Das hängt vor allem von der Region ab. Das Christkind bringt traditionell in Süd- und Westdeutschland sowie in Österreich, Teilen der Schweiz und in katholisch geprägten Familien die Geschenke. Der Weihnachtsmann ist dagegen eher im Norden, Osten und in der Mitte Deutschlands sowie in protestantisch geprägten Gegenden zu Hause. Heute ist diese Aufteilung allerdings stark durchmischt, und in vielen Familien kommen sogar beide.
Das Christkind ist älter als der Weihnachtsmann. Es entstand im 16. Jahrhundert im Zuge der Reformation, als Martin Luther den heiligen Nikolaus durch eine an Jesus angelehnte Figur ersetzen wollte. Der Weihnachtsmann kam erst im 18. und 19. Jahrhundert dazu und ist damit die jüngste der drei Gabenbringer-Figuren.
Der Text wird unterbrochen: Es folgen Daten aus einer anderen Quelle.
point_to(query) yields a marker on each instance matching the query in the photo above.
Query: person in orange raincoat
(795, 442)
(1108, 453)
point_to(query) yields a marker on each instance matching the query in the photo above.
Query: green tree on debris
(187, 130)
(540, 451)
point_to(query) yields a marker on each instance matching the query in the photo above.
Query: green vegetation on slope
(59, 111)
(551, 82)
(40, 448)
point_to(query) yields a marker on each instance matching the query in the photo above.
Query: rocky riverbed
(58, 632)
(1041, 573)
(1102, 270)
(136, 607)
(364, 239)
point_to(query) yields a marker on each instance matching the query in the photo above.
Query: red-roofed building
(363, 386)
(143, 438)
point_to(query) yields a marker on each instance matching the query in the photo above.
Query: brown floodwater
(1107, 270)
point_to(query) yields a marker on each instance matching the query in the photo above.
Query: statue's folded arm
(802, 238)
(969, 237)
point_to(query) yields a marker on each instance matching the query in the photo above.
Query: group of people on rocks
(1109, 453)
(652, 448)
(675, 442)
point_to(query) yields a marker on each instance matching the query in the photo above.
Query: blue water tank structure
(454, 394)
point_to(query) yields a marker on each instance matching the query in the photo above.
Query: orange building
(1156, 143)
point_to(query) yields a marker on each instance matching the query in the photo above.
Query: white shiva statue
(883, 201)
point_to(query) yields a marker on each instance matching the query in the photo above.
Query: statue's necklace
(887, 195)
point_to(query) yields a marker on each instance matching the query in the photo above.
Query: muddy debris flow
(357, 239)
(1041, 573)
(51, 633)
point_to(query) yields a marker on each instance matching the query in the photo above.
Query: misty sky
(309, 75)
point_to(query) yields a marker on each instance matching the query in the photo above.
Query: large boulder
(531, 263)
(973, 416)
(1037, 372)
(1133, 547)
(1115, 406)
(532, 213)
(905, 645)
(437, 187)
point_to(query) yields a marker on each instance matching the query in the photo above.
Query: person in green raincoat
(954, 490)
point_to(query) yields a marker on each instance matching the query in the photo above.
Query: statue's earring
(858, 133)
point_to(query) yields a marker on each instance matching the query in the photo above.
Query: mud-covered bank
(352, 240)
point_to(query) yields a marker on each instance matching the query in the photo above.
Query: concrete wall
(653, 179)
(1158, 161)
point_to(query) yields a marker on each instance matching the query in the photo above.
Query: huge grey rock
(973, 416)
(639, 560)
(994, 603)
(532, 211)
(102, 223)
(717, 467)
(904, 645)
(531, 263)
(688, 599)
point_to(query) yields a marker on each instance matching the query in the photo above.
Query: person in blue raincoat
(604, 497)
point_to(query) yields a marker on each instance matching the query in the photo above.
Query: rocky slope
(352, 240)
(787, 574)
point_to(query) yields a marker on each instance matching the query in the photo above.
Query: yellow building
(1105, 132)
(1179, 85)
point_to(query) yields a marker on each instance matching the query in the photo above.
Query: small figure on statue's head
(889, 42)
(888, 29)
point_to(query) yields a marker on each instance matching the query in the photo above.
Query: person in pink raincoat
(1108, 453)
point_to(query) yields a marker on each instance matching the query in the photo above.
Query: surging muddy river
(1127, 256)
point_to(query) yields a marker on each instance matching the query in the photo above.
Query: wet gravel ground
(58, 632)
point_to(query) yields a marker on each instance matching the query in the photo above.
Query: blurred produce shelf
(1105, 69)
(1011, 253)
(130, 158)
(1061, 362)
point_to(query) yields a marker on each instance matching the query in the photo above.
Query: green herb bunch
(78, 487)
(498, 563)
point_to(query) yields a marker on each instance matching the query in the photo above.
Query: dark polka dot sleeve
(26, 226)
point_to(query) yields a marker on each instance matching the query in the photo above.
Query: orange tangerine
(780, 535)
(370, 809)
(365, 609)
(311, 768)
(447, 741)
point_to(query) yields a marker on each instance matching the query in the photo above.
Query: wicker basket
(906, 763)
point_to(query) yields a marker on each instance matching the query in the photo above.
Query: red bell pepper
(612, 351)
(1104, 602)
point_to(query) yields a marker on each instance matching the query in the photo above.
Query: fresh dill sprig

Noch älter als beide ist der heilige Nikolaus, der schon seit dem Mittelalter am 6. Dezember Geschenke brachte.
Am Heiligen Abend, dem 24. Dezember, bringt je nach Region und Familientradition entweder das Christkind oder der Weihnachtsmann die Geschenke. Beide bescheren am selben Abend, denn das Datum ist an die Geburt von Jesus angelehnt. Nicht zu verwechseln ist das mit dem Nikolaus, der bereits am 6. Dezember kommt und kleine Gaben in Schuhe oder Strümpfe legt.